Secondly, Us is the story of Adelaide Wilson, the wife and mother haunted by a lifetime of paranoia and terror following a horrifying experience in a house of mirrors. Lupita Nyong’o delivers the best performance in a horror film since Toni Collette’s terrifying portrayal of a broken mother in 2018’s Hereditary. Nyong’o plays Adelaide with grace and vulnerability while flipping the script when she dons the red jumpsuit as Red, the chilling antagonist from somewhere…else?
Duke, who became a fan favorite thanks to his role in Marvel’s Black Panther, plays Gabe, the giant teddy bear of a father who provides the comic relief. While not nearly as enthralling as Nyong’o’s characters, that certainly isn’t his fault. Duke nails every shot he’s in.
Shahadi Wright Joseph, who plays daughter Zora and the evil mirror image Umbrae, instantly becomes a name to watch after this film. The raw emotion she displays throughout Us was one of those performances that had me marveling at just how good of an actor she is at such a young age. The same goes for Evan Alex, who plays son Jason/ Tethered Pluto. He puts out a performance that goes beyond his years.
Perhaps most importantly, Us is the story of America. Much like the Tethered counterparts to the Wilson family, most of us reading this article have struggled throughout life at one point or another while there are people seemingly just like us who have had it all made in the shade. Nyong’o’s monologues as Red upon introducing the character are some of the most well-written pieces of dialogue any film has offered in years. Striking imagery such as Gabe’s doppelgänger Abe struggling with his vision while his better-off mirror image dons stylish glasses cannot be ignored. Peele himself has stated that the film title had a double meaning and it doesn’t take much imagination to understand that Us is also a case study on U.S.
It’s not just the visuals on-screen that make Us a winner.
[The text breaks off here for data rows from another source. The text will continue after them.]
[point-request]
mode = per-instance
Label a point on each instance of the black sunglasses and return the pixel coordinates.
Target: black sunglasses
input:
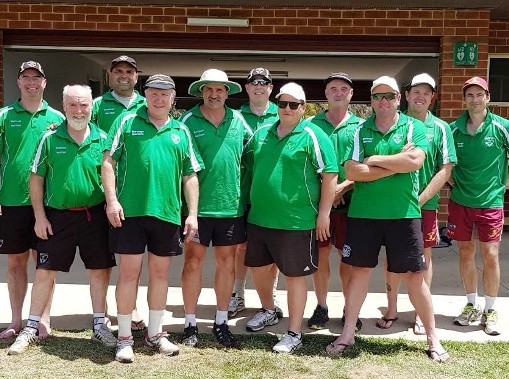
(292, 104)
(385, 95)
(260, 82)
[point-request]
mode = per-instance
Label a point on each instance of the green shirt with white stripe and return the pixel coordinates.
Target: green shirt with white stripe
(221, 149)
(71, 171)
(481, 173)
(20, 131)
(396, 196)
(151, 164)
(440, 151)
(339, 134)
(285, 191)
(106, 109)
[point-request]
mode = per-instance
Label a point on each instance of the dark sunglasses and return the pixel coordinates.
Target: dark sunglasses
(292, 104)
(260, 82)
(385, 95)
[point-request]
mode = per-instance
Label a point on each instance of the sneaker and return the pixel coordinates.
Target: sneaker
(162, 342)
(469, 315)
(224, 336)
(125, 353)
(261, 319)
(24, 339)
(190, 337)
(237, 304)
(489, 320)
(288, 344)
(104, 336)
(319, 318)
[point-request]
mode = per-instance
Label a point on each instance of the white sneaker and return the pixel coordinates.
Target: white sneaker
(125, 353)
(24, 339)
(288, 344)
(261, 319)
(104, 336)
(162, 343)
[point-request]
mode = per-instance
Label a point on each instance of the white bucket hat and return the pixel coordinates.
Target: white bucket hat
(213, 76)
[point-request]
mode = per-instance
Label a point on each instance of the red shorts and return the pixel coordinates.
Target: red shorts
(467, 223)
(429, 228)
(337, 231)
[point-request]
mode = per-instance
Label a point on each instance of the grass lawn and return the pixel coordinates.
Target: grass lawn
(74, 355)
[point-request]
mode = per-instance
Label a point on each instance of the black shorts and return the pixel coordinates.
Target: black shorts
(295, 252)
(85, 229)
(402, 239)
(17, 233)
(161, 238)
(220, 231)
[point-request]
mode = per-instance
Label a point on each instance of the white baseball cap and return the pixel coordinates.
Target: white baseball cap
(388, 81)
(292, 89)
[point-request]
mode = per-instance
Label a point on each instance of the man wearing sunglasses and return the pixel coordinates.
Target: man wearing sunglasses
(294, 178)
(383, 158)
(257, 112)
(337, 122)
(436, 170)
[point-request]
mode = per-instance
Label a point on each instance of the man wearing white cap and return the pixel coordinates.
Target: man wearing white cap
(383, 158)
(476, 206)
(436, 170)
(220, 135)
(294, 179)
(156, 161)
(22, 124)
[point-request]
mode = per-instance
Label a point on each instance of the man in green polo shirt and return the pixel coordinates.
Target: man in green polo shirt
(257, 112)
(294, 179)
(122, 77)
(337, 121)
(156, 160)
(434, 173)
(383, 158)
(68, 202)
(22, 124)
(476, 206)
(220, 134)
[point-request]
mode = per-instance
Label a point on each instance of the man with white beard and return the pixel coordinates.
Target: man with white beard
(69, 208)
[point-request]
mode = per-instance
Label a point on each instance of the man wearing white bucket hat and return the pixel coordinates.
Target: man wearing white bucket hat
(220, 135)
(294, 180)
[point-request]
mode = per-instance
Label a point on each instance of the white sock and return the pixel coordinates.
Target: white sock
(124, 325)
(155, 322)
(240, 286)
(221, 317)
(489, 302)
(190, 320)
(98, 319)
(472, 298)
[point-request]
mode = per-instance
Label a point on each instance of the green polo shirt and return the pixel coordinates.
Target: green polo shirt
(393, 197)
(20, 131)
(440, 151)
(339, 134)
(481, 173)
(71, 171)
(285, 192)
(106, 109)
(151, 164)
(221, 149)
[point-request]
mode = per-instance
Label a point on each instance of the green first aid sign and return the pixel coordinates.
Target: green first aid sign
(465, 53)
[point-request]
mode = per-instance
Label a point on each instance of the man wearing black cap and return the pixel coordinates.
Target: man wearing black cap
(122, 77)
(22, 124)
(156, 158)
(337, 122)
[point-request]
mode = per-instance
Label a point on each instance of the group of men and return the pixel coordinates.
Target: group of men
(270, 190)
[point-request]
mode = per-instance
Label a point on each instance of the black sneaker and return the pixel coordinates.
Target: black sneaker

Michael Abels reconnects with Peele to provide another stirring soundtrack here. All of the critical acclaim goes to the unsettling remix of Luniz’s “I Got 5 On It” but if you are a horror soundtrack fan, do yourself a favor and lose yourself in the entire track list. It’s a nerve-racking journey through paranoia and suspense that is definitely one of the best soundtracks of the last decade, if not more.
I won’t go into full-blown details on the symbolism that is layered perfectly throughout the film, mostly because I simply don’t have enough time to do so – and because I probably missed a dozen or so easter eggs during my first viewing. You’ll notice nice nods to C.H.U.D, The Shining, Jaws and maybe even The Orphanage. If you’re a fan of animals and insects, this film’s got plenty for you to chew on between the spiders and the rabbits.
If you’ve seen the trailers and pay attention, the plot twist at the end of the movie becomes fairly clear early on. Peele’s film tells a story much deeper and real than a simple home invasion terror flick, and you’d better go into the theater expecting to have a lot more served up to you than a relatively stereotypical horror twist.
Us is one hell of a film and worthy of every dollar it will make at the box office and every accolade it receives from critics.